What I learned on the playground. The short end of it.
The world we live in is a wondrous playground of self-discovery.
It is also a place of dangerous innocent predators showing us what is not real.
Remember when we were little kids playing on the playground, all innocent, drinking up everything and everyone. Everything felt so real back then.
Playground time was exciting and scary.
For some of us, it represented freedom and for others, pure intimidation and hell.
Looking back, I can see now where all the prejudices, judgments, and dualities began to mark its territory and seep into our innocent minds.
As if we did not already come predisposed with a ton of impressions, and opinions from our well-meaning immediate intimidating family and close friends. It’s no wonder we were all so confused.
We were sent off to school at the puppyish age of five years old–some of us sooner if we were sent to preschool, or better yet, given over to caregivers so our parents could work.
School was a whole new game of fright night and delight; things just weren’t the same anymore; we begin to see and experience things differently from what we have been taught at home. There was a sense of shock and awe.
The games begin, and I am am not talking about the ones that come with the playground either. Although you can be sure things were played out in dodge ball, tag, hide and seek.
But I am talking about the hunger games, that longing, willing prey waiting to take, feed us new information, without even knowing what we are doing.
Always being judged innocently of course; for our looks, abilities, ethnic backgrounds, and a list of all kinds of shit that kids have witnessed and brought to school, after all, as kids, we had inquiring minds.
For me, adolescence was a game-changer, a retreat where you began to feel guilt, shame, and fear of changes you could not even explain to anyone, let alone accept them as part of you growing up.
So many questions, so many thoughts about getting older, moving out, moving on in the big world of a different playing field.
How do we navigate ourselves now when we are in the BIGGER playground of life?
How do we undo all the beliefs, opinions, and prejudices of the past?
Who knew humans had side-effects.
Where was this ‘warning,’ when they were passing out humans?
The time has come to wake-up to yourself.
To stop looking outside for someone else to make sense of YOU.
You are the only one who needs to know you.
You are the answer.
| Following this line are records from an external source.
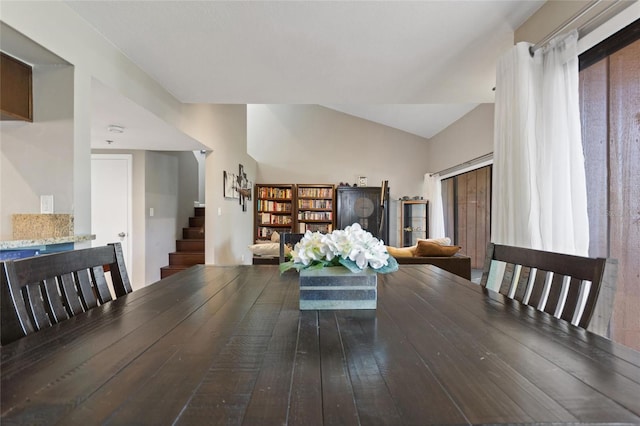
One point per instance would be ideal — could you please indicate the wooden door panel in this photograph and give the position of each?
(624, 189)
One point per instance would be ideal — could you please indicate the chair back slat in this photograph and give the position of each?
(119, 276)
(52, 294)
(563, 285)
(554, 296)
(37, 308)
(522, 284)
(87, 293)
(40, 291)
(572, 300)
(71, 294)
(101, 286)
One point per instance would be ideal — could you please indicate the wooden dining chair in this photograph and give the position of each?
(574, 288)
(40, 291)
(288, 239)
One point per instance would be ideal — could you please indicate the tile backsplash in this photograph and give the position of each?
(37, 226)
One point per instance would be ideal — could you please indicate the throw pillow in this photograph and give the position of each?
(269, 249)
(401, 251)
(446, 241)
(430, 249)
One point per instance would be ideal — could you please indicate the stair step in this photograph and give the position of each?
(166, 271)
(186, 258)
(190, 245)
(191, 233)
(196, 222)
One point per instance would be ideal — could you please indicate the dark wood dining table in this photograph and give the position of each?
(228, 345)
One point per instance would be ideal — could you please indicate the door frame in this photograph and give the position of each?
(129, 238)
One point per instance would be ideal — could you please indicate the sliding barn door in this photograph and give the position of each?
(467, 208)
(610, 112)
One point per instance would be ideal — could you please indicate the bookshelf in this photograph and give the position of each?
(274, 210)
(414, 223)
(315, 206)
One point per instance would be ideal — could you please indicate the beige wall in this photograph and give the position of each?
(314, 144)
(228, 230)
(466, 139)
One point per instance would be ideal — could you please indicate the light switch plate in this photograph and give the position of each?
(46, 204)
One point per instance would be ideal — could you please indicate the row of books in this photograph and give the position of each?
(315, 192)
(271, 192)
(272, 206)
(315, 215)
(264, 233)
(315, 227)
(315, 204)
(274, 219)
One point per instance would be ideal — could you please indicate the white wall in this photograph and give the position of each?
(466, 139)
(37, 158)
(188, 186)
(137, 270)
(223, 128)
(313, 144)
(60, 30)
(161, 187)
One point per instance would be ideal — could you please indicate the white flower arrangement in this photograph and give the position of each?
(354, 248)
The others are the contrast in life, to teach you, show you—-YOU!
You won’t find the healing, sense of self; outside yourself, or, in another form, an effect or variant.
In other words, another person.
You will NEVER EVER be satisfied and always disappointed in yourself if you are living outside of who you really are, or living up to another’s perspective of you.
And who you are not…are all the judgments, prejudices and demands of other people’s POV of YOU.
The healing is only going to happen when we change how we are looking at ourselves and our world.
The mind is the ’cause’, and we will never receive our healing or answers from outside ‘the forms’ or ‘the effects.’ Until we clean up the thoughts of the mind about who we are.
Your inner-playground knows what games to play!
Get in the Game of YOUR life, it is the only place where fair play is your friend.
“If we love someone deeply, be they friends, family or lovers, don’t treat the relationship like a playground game of back and forth or tit for tat. See it as a loving connection and let that be the basis of it all.”